Bolivie, San Juan – Laguna colorada en fourgon, l’hiver d’Ah Si Si Si

Le vendredi 10 Avril, Ah Si Si Si se réveille après une nuit glacée dans son campement sauvage près du village de San Juan. Les plus téméraires (Barbie, Marion et Eloi) se lèvent vers 5h30 pour observer le lever de soleil sur le salar. Paik se fait quelques souplesses à la trompette après un petit déjeuner rapide. Après quelques litres d’eau chaude versés sur le moteur pour l’aider à démarrer, nous décollons vers 8h pour une journée de fourgon plutôt chargée.

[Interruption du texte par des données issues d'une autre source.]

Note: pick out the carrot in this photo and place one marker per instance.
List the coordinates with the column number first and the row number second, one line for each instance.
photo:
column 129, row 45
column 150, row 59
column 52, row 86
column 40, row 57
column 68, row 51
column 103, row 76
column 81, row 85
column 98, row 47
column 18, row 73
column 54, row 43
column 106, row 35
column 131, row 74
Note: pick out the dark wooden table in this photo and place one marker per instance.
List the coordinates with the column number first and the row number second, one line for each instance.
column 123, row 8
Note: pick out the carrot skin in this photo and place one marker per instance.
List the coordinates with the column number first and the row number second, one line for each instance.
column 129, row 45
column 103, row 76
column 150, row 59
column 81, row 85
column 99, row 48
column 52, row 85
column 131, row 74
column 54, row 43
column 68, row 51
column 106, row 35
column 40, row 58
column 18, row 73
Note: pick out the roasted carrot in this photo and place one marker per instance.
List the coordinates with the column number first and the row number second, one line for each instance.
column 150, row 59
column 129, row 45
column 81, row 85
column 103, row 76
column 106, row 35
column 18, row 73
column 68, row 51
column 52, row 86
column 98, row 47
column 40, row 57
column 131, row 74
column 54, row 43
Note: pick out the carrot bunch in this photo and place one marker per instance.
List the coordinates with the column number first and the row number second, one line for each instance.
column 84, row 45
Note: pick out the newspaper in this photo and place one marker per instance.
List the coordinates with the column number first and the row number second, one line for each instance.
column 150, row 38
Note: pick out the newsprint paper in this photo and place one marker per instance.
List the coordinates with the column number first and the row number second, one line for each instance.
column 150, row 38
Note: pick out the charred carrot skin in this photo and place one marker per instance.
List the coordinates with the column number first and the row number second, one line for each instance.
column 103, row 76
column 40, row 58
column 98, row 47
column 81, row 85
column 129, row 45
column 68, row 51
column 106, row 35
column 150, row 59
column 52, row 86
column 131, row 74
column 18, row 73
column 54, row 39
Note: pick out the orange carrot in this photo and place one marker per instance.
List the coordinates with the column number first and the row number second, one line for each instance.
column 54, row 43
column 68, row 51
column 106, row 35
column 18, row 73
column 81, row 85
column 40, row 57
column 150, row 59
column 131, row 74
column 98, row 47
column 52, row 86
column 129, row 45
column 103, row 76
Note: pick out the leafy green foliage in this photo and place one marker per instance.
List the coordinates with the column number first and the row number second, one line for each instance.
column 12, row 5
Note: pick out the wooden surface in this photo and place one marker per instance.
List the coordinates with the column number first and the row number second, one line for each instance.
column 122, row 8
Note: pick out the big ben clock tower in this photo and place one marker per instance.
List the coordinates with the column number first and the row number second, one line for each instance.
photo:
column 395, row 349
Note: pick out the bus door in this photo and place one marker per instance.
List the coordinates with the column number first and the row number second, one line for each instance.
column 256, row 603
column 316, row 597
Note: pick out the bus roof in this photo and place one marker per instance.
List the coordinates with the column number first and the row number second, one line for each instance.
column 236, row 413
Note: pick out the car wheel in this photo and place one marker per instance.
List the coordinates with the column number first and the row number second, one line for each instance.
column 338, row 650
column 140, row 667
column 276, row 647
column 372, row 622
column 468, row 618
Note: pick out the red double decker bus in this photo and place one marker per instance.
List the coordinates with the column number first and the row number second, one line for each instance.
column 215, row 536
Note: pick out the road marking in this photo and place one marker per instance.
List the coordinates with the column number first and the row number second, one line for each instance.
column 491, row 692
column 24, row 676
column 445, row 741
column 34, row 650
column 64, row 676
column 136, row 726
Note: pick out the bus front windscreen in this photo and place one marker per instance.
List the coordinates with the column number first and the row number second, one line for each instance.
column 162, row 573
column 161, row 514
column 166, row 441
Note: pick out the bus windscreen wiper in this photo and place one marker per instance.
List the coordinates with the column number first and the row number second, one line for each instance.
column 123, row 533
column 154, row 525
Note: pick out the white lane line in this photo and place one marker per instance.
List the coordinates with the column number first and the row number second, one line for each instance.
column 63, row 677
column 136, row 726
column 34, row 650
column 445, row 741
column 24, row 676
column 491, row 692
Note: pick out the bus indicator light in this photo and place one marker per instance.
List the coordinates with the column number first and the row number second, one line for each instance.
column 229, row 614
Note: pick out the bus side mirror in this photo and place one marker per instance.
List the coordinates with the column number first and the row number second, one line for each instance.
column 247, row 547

La matinée sera fournie en débats : faut-il ou non laisser ses déchets organiques (pelures de fruits et légumes) dans le désert ? Faut-il ou non faire confiance au GPS ? À la carte ? Quelle portion du Sud Lipez pourra t-on faire en vélo avec le temps imparti ? A la dernière question, notre responsable programme tranche : nous irons jusqu’à la Laguna Colorada en fourgon, puis nous roulerons en vélo jusqu’à San Pedro de Atacama avec une journée pour faire l’ascension du Licancabur (5960m). En effet, nous choisissons de passer au Chili depuis le sud Lipez, pour revenir en Bolivie par le Nord, car rouler sur les chemins du Sud Lipez devient risqué à long terme pour notre Sprinter chargé à bloc. Nous calculons aussi que faire un détour en distance par le Chili sera quand même plus court en temps en roulant sur de l’asphalte plutôt que sur de la tôle ondulée.

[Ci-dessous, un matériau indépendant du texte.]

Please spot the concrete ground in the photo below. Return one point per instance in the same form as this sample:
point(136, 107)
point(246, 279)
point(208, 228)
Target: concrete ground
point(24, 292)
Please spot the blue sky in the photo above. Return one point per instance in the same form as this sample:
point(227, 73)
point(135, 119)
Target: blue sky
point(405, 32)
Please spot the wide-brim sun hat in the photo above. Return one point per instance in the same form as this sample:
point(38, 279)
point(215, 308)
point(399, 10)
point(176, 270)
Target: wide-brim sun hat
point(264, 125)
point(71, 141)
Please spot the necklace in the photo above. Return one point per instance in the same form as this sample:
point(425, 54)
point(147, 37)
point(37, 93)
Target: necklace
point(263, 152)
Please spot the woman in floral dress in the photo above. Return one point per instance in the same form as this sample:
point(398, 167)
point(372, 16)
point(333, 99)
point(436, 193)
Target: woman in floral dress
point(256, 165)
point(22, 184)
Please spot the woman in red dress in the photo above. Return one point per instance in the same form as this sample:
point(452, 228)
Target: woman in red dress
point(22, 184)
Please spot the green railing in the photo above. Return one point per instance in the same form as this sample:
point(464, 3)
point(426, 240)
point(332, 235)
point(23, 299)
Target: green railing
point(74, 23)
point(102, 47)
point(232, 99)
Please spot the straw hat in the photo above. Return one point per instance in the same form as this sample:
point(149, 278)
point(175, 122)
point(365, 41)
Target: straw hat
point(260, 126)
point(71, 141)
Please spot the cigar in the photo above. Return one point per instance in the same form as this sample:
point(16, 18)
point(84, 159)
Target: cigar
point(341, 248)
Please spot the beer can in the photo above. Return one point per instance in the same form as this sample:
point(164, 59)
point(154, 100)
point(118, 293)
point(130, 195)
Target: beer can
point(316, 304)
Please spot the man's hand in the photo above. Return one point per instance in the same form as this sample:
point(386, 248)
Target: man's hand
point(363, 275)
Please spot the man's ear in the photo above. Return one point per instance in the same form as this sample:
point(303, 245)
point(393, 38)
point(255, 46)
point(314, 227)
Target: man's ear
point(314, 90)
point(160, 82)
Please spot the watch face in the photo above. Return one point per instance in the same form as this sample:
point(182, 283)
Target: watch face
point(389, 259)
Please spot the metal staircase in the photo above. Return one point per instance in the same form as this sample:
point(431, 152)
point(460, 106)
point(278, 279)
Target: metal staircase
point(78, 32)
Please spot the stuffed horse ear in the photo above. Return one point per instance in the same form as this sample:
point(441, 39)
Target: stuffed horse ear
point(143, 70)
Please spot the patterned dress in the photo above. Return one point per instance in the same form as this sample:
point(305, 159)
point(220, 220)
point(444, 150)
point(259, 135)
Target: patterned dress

Le chemin ce matin là est d’ailleurs très « paumatoire », le GPS que mes parents m’ont prêté n’est pas bien à jour et ne montre que quelques-uns des chemins principaux de ce désert sans fin. Les 4×4 des locaux empruntent de multiples raccourcis et la signalisation est quasi inexistante. Finalement, nous optons pour l’association carte-GPS(pour la boussole)-et renseignement auprès des rares boliviens que l’on croisera sur le chemin. Cela ne nous empêchera pas de nous perdre plusieurs heures pendant la journée … Nous marquons une courte pause au village de San Juan pour acheter des vivres et 20 litres de diesel histoire de ne pas tomber en panne plus au sud…

Les paysages n’en sont pas moins magnifiques : volcans enneigés de toutes parts, séparés par de larges étendues de sel, une vieille voie ferrée reliant Potosi au Chili qui nous sert de repère à maintes reprises, des lamas en veux-tu en voila, des flamands roses volant en escadrille (escadron ? espadrille ?) vers les lagunes du sud, de petites autruches locales : les Nandous . L’observation de ces autruches vaudra d’ailleurs un débat animé entre Barbie, Viaduc, Abitbol et Paik. Barbie soutenait qu’un œuf d’autruche valait 30 œufs de poules. Après calculs d’ingénieurs en tout genre : Paik, Viaduc et Abitbol soutiennent qu’ils peuvent manger 30 œufs de poule en un repas … J’ai bien fait de la fermer sur ce coup là ; vous aurez la suite dans l’épisode «Ah Si Si Si à San Pedro de Atacama».

Le midi nous passons dans le village militaire de Chiguana, nous prenons un raccourci pour ne pas payer le bakchich de 10 Bolivianos, et passons la voie ferrée devant le Volcan Ollagüe. Après un pique nique avec du pâté Bolivie «merci-Paik», nous repartons sur un chemin en plutôt mauvais état. Ça passe mais il ne faudrait pas qu’il pleuve …

PS : Tout objet qualifié de « merci-Paik » dans Ah Si Si Si correspond à un objet acheté à un prix défiant toute concurrence, souvent de qualité médiocre et/ou de durée de vie limité.

Plus tard, nous nous perdons et persistons sur la route 5 vers le sud-est car la météo se dégrade et nous avons peur de prendre la neige. Nous roulons donc jusqu’à Villa Mar, dernier village sur la carte avant le Sud Lipez. Nous y trouvons une petit auberge pour la nuit. Pendant que la neige tombe à l’horizontale, Ah Si Si Si se fait une soupe, un loup garou, et se met au lit.

 

Le lendemain, la neige est tombé sur fourgon mais en quantité modérée. Nous avons peur pour la suite du chemin mais les Boliviens tenant l’auberge ont l’air confiant. Charlène se lève tôt pour tenter d’aller observer les peintures rupestres précolombiennes présentes sur les falaises autour de Villa Mar.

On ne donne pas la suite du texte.